Qiana McNary, De’Jah Perkins, Melanie McCullough and Britt Edwards in “Real Housewives of Motown” at Black Ensemble Theater/Photo: Aaron Mitchell Reese Boseman
This show has a great title. It promises camp, catty gossip, scheming, razor-sharp insults and unearned vanity. Or so I thought. Yes, the show is peppered with small bits of “Real Housewives” drama, but it is no send-up. This is a highly sentimental show that aims to portray the struggles of some of the wives (and eventually ex-wives) of Motown superstars. There is no mystery to any of the emotional development of the characters, or to their battles with their famous husbands and Motown’s founder and taskmaster Berry Gordy, or to the “behind every great man…” moral of the show.
These are some of the wives of the singers in The Temptations and The Four Tops. As portrayed in the show, they are a pretty dreary lot, made uninteresting by the creators’ insistence on showing them mainly as good mothers, long-suffering on the homefront while their men tour, and as unheard pleaders who ask repeatedly that the dads see more of their kids. They repeatedly lament that they put all their dreams on hold for their money-making partners.
The Housewives in “Real Housewives of Motown” at Black Ensemble Theater/Photo: Aaron Mitchell Reese Boseman
Honestly? Couldn’t they have been a little less saintly and a little more interesting? The one housewife with some grit and drama is not really a housewife, but Claudette Rogers Robinson, the accomplished singer who is also wife to Motown’s hitmaker Smokey Robinson. She’s played with power by Britt Edwards, who’s so good in the role one wonders whether focusing on the one real housewife would have made a more engaging show. The women playing the three other wives are also fine performers, but they don’t have much material to stretch. For most of the show, the women act as devices to knit together a jukebox worth of tunes, most sung by the men playing the Motown performers.

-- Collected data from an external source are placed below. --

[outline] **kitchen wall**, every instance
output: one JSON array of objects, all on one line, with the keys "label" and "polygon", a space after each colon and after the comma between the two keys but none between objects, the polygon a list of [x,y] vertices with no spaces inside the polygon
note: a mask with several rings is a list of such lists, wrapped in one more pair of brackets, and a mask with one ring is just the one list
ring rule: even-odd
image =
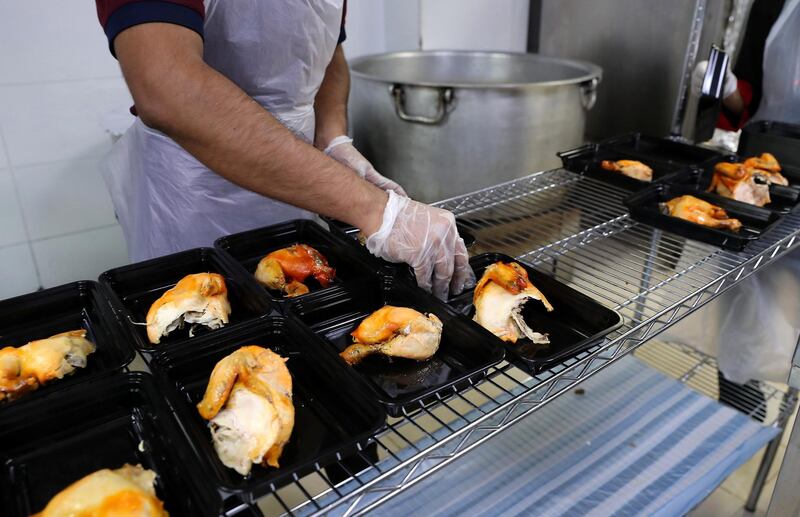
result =
[{"label": "kitchen wall", "polygon": [[0,298],[126,262],[98,163],[130,104],[94,2],[0,0]]},{"label": "kitchen wall", "polygon": [[[349,0],[352,59],[525,48],[528,0]],[[91,0],[0,0],[0,299],[125,264],[99,164],[130,95]]]}]

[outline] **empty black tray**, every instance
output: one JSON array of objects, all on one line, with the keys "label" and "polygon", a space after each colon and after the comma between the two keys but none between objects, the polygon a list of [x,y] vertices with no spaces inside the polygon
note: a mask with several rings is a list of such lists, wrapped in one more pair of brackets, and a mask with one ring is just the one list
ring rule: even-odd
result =
[{"label": "empty black tray", "polygon": [[[292,375],[295,424],[280,457],[281,467],[254,465],[244,477],[219,461],[208,422],[197,412],[214,366],[242,346],[269,348],[289,360]],[[385,424],[386,414],[370,400],[369,388],[324,350],[324,344],[296,321],[280,317],[262,319],[225,336],[204,336],[190,350],[159,355],[153,372],[183,425],[203,477],[227,493],[250,500],[290,482],[294,475],[324,466],[336,455],[364,446]]]},{"label": "empty black tray", "polygon": [[[475,277],[480,279],[486,268],[497,261],[516,262],[524,267],[531,283],[553,306],[553,311],[547,312],[539,302],[525,304],[523,318],[533,330],[547,334],[550,343],[537,345],[527,338],[519,339],[516,343],[506,342],[506,357],[516,366],[538,373],[591,348],[622,325],[622,316],[617,311],[508,255],[484,253],[471,258],[469,263],[475,271]],[[475,316],[473,295],[474,289],[470,289],[448,303],[472,318]]]},{"label": "empty black tray", "polygon": [[[327,232],[317,223],[303,219],[222,237],[217,239],[214,245],[233,257],[255,281],[253,275],[262,258],[271,251],[297,243],[308,244],[315,248],[328,259],[328,264],[336,269],[336,279],[328,289],[367,278],[379,268],[377,259],[369,255],[366,249],[361,251],[350,239],[335,232]],[[308,294],[324,291],[311,277],[305,284],[311,291]],[[264,291],[281,304],[290,300],[280,291],[267,288],[264,288]]]},{"label": "empty black tray", "polygon": [[[655,182],[681,181],[692,171],[692,168],[686,165],[658,161],[634,153],[611,149],[603,144],[587,144],[558,153],[558,156],[561,158],[564,168],[569,171],[634,191],[646,188]],[[653,169],[653,181],[641,181],[618,172],[607,171],[601,166],[603,160],[639,160]]]},{"label": "empty black tray", "polygon": [[73,382],[120,370],[134,355],[133,348],[121,337],[122,328],[97,282],[74,282],[0,302],[0,347],[19,347],[80,329],[86,329],[86,339],[96,346],[86,368],[76,368],[72,375],[54,379],[13,402],[0,404],[0,411]]},{"label": "empty black tray", "polygon": [[[658,206],[659,203],[685,194],[704,199],[723,208],[729,217],[735,217],[742,222],[742,229],[738,232],[732,232],[709,228],[661,213]],[[716,194],[698,191],[685,185],[653,185],[628,197],[625,200],[625,205],[630,210],[631,216],[637,221],[688,237],[689,239],[707,242],[734,251],[743,250],[750,241],[758,239],[782,218],[777,212],[726,199]]]},{"label": "empty black tray", "polygon": [[361,321],[384,305],[433,313],[444,325],[439,349],[427,361],[373,355],[350,367],[336,356],[342,366],[369,381],[375,397],[392,416],[436,400],[437,392],[451,394],[461,383],[482,378],[503,359],[503,347],[491,333],[421,289],[389,278],[306,298],[292,304],[289,312],[338,354],[353,342],[350,333]]},{"label": "empty black tray", "polygon": [[171,515],[217,515],[177,422],[150,375],[136,372],[70,386],[9,408],[0,424],[5,516],[42,510],[70,484],[125,463],[154,470]]},{"label": "empty black tray", "polygon": [[[219,273],[225,277],[231,304],[229,323],[216,330],[198,325],[194,337],[189,337],[190,326],[185,325],[183,329],[175,329],[162,337],[159,344],[151,344],[147,339],[147,327],[135,323],[144,323],[153,302],[181,278],[193,273]],[[272,311],[268,298],[256,281],[229,264],[213,248],[182,251],[111,269],[100,275],[100,283],[111,291],[112,306],[127,335],[134,346],[145,354],[171,351],[204,334],[225,333]]]},{"label": "empty black tray", "polygon": [[[739,157],[733,154],[725,156],[723,160],[716,160],[706,164],[702,169],[693,171],[692,174],[687,177],[685,183],[699,190],[707,190],[709,185],[711,185],[711,178],[714,175],[714,166],[717,163],[720,161],[736,163],[745,159],[746,157]],[[789,180],[789,185],[770,185],[769,197],[771,202],[765,205],[764,208],[787,214],[800,204],[800,171],[788,166],[784,166],[782,169],[781,174]]]},{"label": "empty black tray", "polygon": [[[738,153],[772,153],[784,167],[800,168],[800,125],[762,120],[742,129]],[[789,180],[791,181],[791,180]]]}]

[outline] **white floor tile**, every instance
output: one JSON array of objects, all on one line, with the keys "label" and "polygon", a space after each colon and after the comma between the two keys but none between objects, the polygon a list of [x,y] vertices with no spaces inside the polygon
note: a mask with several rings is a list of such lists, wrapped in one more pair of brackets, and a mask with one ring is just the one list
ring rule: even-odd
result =
[{"label": "white floor tile", "polygon": [[8,157],[6,156],[6,144],[3,139],[3,121],[0,119],[0,169],[8,167]]},{"label": "white floor tile", "polygon": [[119,76],[94,2],[0,0],[0,13],[0,83]]},{"label": "white floor tile", "polygon": [[39,288],[28,244],[0,248],[0,299],[31,293]]},{"label": "white floor tile", "polygon": [[689,517],[726,517],[743,506],[744,499],[717,488],[697,508],[689,512]]},{"label": "white floor tile", "polygon": [[32,240],[116,222],[100,175],[100,160],[68,160],[14,169]]},{"label": "white floor tile", "polygon": [[11,171],[0,169],[0,246],[20,244],[27,240]]},{"label": "white floor tile", "polygon": [[0,86],[0,120],[15,167],[105,154],[102,116],[129,107],[122,79]]},{"label": "white floor tile", "polygon": [[35,241],[33,253],[45,287],[93,280],[103,271],[128,262],[119,225]]}]

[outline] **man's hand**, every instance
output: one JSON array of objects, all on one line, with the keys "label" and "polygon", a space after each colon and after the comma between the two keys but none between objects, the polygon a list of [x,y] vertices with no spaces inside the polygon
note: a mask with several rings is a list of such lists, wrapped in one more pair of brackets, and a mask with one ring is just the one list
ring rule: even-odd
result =
[{"label": "man's hand", "polygon": [[417,284],[442,300],[475,285],[453,214],[394,192],[389,192],[380,229],[367,238],[367,249],[391,262],[409,264]]},{"label": "man's hand", "polygon": [[352,224],[367,235],[387,195],[296,138],[203,61],[203,40],[185,27],[146,23],[114,40],[142,121],[237,185]]},{"label": "man's hand", "polygon": [[358,149],[353,146],[353,139],[347,136],[337,136],[325,148],[325,154],[336,160],[337,162],[350,167],[358,173],[359,176],[369,181],[376,187],[385,191],[393,191],[403,197],[408,197],[406,191],[397,182],[394,182],[383,176],[375,167],[364,158]]}]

Black Ensemble Theater has been on a roll lately with musicals that seemed to break the entertaining, but increasingly clunky mold it honed over most of its history. The old BET-produced, mostly narrated semi-documentaries with wooden, predictable dialogue about famous Black—mostly Boomer-era—performers and groups were the standard. The new generation of shows hasn’t veered far from the formula, but they have felt more up-to-date. Even at their most kludgy, BET shows almost always rock with a fabulous house band, wonderful singers and lively, clever, often humorous choreography. I have long loved the package even when I cringe at the show’s paint-by-numbers scripts.
RJ Griffith (as Smokey Robinson) and ensemble in “Real Housewives of Motown” at Black Ensemble Theater/Photo: Aaron Mitchell Reese Boseman
“Real Housewives” keeps the great band and wonderful choreography. There are a couple of singers who are solid, vocally strong mimics, especially RJ Griffith as Smokey Robinson. But his Smokey character is marred by dialogue that often seems to have no meaningful content. Unfortunately, on the night I saw the show, the sound design, with over- and under-mic’ing, a hollow amplified sound and too much electronic static worked against every singer. I also saw the second show of the day and many of the singers seemed just plain vocally fatigued. For me, and perhaps for BET, this show seems like a huge step backward. I might advise waiting for a better BET show because a good one is always on the way. But my reservations come with reservations.
For much of the audience around me, filled with older boomers who danced when The Temptations and The Four Tops first burst onto the world scene, and who may have been cheered and inspired by the rise of the 1960s Black stars, the show was rousing enough to have them singing along and calling out in support of the wives on stage. Maybe for them, the well-trodden songs, story and dialogue are exactly the tonic they came for. And I hope they keep coming and singing and enjoying the show. As for me, I’d love a clever, original show that lives up to the lurid and comic expectations the title broadcasts and my wicked desire to skewer reality television craves.